When a family friend asks her to take a job providing security for his son's movie production, Kennedy wants to dismiss the job as frivolous. She doesn't do frivolous. Plus, she has doubts about the legitimacy of the threats against the director and lead actors, regardless of some of the dangerous rhetoric they've been receiving. Still, there are jobs she can decline, and those she can't, and a personal request from a family friend is definitely one of the latter.
Once on set, Kennedy and her crew are all business, doing their level best to secure the actors and director and make the environment as safe as possible. Complications, though, arise quickly on what should have been a simple job, complications in the form of the actor who is the movie's leading man. Try as she might to keep a professional distance between her and the good looking, charming Rogan St. James, he is intent on pushing through her defenses from the moment he sees her.

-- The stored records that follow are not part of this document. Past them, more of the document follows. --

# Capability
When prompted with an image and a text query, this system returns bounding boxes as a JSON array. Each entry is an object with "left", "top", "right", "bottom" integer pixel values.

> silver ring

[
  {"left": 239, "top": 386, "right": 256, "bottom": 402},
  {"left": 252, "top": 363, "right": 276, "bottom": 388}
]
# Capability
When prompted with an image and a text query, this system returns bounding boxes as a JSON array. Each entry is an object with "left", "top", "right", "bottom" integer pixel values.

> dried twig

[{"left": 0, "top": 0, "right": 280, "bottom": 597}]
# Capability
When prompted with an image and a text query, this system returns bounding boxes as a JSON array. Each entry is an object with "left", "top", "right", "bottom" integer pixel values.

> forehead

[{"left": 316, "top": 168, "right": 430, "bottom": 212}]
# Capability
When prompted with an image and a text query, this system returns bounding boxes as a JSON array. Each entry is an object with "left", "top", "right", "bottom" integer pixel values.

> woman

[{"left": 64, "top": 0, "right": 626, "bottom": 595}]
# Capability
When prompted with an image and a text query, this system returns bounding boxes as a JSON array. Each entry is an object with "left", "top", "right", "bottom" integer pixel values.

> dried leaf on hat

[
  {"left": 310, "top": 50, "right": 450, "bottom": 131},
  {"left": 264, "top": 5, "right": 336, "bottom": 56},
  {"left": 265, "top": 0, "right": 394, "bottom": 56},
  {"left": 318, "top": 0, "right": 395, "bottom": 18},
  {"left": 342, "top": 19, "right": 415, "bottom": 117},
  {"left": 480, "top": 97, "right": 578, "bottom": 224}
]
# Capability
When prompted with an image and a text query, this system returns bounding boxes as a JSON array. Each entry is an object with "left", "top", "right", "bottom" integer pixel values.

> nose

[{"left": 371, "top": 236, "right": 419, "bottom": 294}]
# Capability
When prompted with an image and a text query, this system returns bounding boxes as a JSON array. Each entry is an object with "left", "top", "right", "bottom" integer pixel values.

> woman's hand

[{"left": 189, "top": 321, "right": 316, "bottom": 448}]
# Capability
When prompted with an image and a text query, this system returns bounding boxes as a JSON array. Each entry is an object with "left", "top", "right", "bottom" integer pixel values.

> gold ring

If she hadn't already been wrong once, and the danger to the set and the crew hadn't been proven to be all too real...and if she dared to be at all honest, she would be just as interested in him. Not that she would ever act on those feelings. No matter how enticing he is.
Those good intentions may be blown to hell when the job's complications turn critical. The machinations of a determined madman have become all too personal...and are targeting neither the movie nor its cast and crew, but Kennedy herself. If she doesn't stop a deadly foe she can't see or find before he can kill her and anyone close to her, she may lose more than her life, she may lose the man who - despite herself - has become the leading man in her heart.
~*~
Okay, I'm just going to rip that bandage off right away, because I had some issues with this book. The premise for the external plot conflict was a stretch for me. I just couldn't quite buy into the actions and motivations of the Bad Guy or understand why 'they' (as a gender-nonspecific pronoun) would go through the convoluted gyrations 'they' went through to achieve what 'they' wanted to achieve. Because of that, the security job on the movie set and the subsequent introduction of Roman and Kennedy came off as a bit contrived to me after the dust had settled.
I also wish more attention had been given to the relationship between Roman and Kennedy as it evolved. What was there was okay, and I did like them both as individual characters and as a couple, but Roman just didn't seem to be as significant a presence in the story as I would have liked him to be, and the romance arc suffered just a little for me because of that.
There, now that's said, let's get to the parts that I loved, which far outweighed those petty issues. I adored Kennedy as a lead character and love, love, loved that she was not only the top of her field in a very male-dominated occupation, but that she started and built her own company around that field. Yes, I freely admit, I have a wide and large soft spot for kick-ass heroines, but what I admire more in my fiction are women who excel at unconventional jobs, work hard, and command respect for it all.
That she was also a flawed and slightly broken woman still haunted by the death of her brother and was someone who definitely sacrificed a lot to be where and who she is just made it all the better. Loved her.
My hat, were I wearing one, would also be doffed for Damschroder for doing such a remarkably superb job creating and executing such an intensely complex security job. With seemingly effortless aplomb, she manipulated and wove together the myriad pieces of characters, setting, and suspense, and produced one of the most detail-oriented and believable scenarios of a realistic security detail that I've read in romantic suspense. Ever. And considering the proliferation of security teams/bodyguard organizations in the RS genre and the number of books featuring them that I've read, that's saying something.
I may not have totally bought into how Kennedy came to provide security for that movie, but I have nothing but admiration and respect for how bloody well written it was once they were there. Everything from the initial preparation of her team to the rising anxiety as the threat level increased to the actions and decisions made as a result of that increased threat worked perfectly for me. It was intense, compelling reading and I adored it.
The secondary characters that made up her security detail, while perhaps not excessively fleshed out, were given enough definition to seem completely individual and believable to me. I do wish Diane had been introduced a little earlier in the story, because I loved her attitude and thought she had a fantastic presence on the page. I would thoroughly enjoy a book that featured her as the lead character. That Damschroder was able to just plop her down, flesh her out, and make her so damn respectable and likable in such a short period of time shows off her impressive storytelling chops.
Without doubt, I thought the scenes surrounding the security detail job were brilliant and the plot - beyond the premise - was chock full of action, suspense, and intense emotion. The characters were well drawn and the storyline packed with enough depth to keep me engaged throughout. I wish the romance had as much emotional impact as the suspense, but what was there didn't disappoint, either. The excellent storytelling and strong characters made for memorable romantic suspense and created for Damschroder a new fan of her writing. I can't wait to see what else she has out there, and wonder what's coming next.